Evaluation of ice optic parameterization to describe the radiative effect of Arctic Cirrus in numerical weather prediction models

We use airborne radiation measurements from the research campaign on ice clouds in high latitudes (CIRRUS-HL, 31 May – 29 July 2021) collected with the Spectral Modular Airborne measuRement sysTem (SMART) to evaluate the performance of the radiative transfer scheme ecRad of the Integrated Forecasting System (IFS) numerical weather prediction model developed by the European Center for Medium-Range Weather Forecast (ECMWF). We focus on the radiative properties and effects of Arctic cirrus, which compared to mid-latitude cirrus is known to have a stronger warming effect. We run ecRad in an offline mode using the current forecast of the operational Atmospheric Model High Resolution configuration (HRES) of the IFS to simulate the iraddiances.
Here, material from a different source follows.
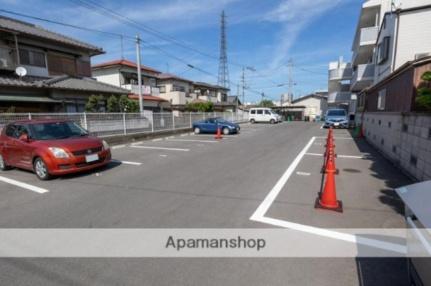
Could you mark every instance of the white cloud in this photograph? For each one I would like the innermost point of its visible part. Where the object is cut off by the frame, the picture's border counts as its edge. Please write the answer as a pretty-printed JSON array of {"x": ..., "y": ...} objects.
[{"x": 295, "y": 16}]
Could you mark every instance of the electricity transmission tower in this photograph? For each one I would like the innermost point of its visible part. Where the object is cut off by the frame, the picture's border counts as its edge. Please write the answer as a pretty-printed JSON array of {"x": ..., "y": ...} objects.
[{"x": 223, "y": 71}]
Simulated spectral irradiances are compared to the measurements onboard the High Altitude Long Range Research Aircraft (HALO). We test different ice crystal parameterization schemes in ecRad to quantify the influence of the parameterization scheme on the radiative transfer calculations. However, large differences between observations and simulations are found, and could be linked to the misrepresentation of liquid cloud layers in IFS, which were present below the cirrus. Thus, it is concluded, that for the case study presented here, the cloud situation is too complex to isolate the influence of the effect of the parameterization on the radiative transfer simulation. Therefore, further case studies such as provided by the HALO-(AC)3 campaign ((AC)3 - ArctiC Amplification: Climate Relevant Atmospheric and SurfaCe Processes, and Feedback Mechanisms) in Spring 2022 will be investigated.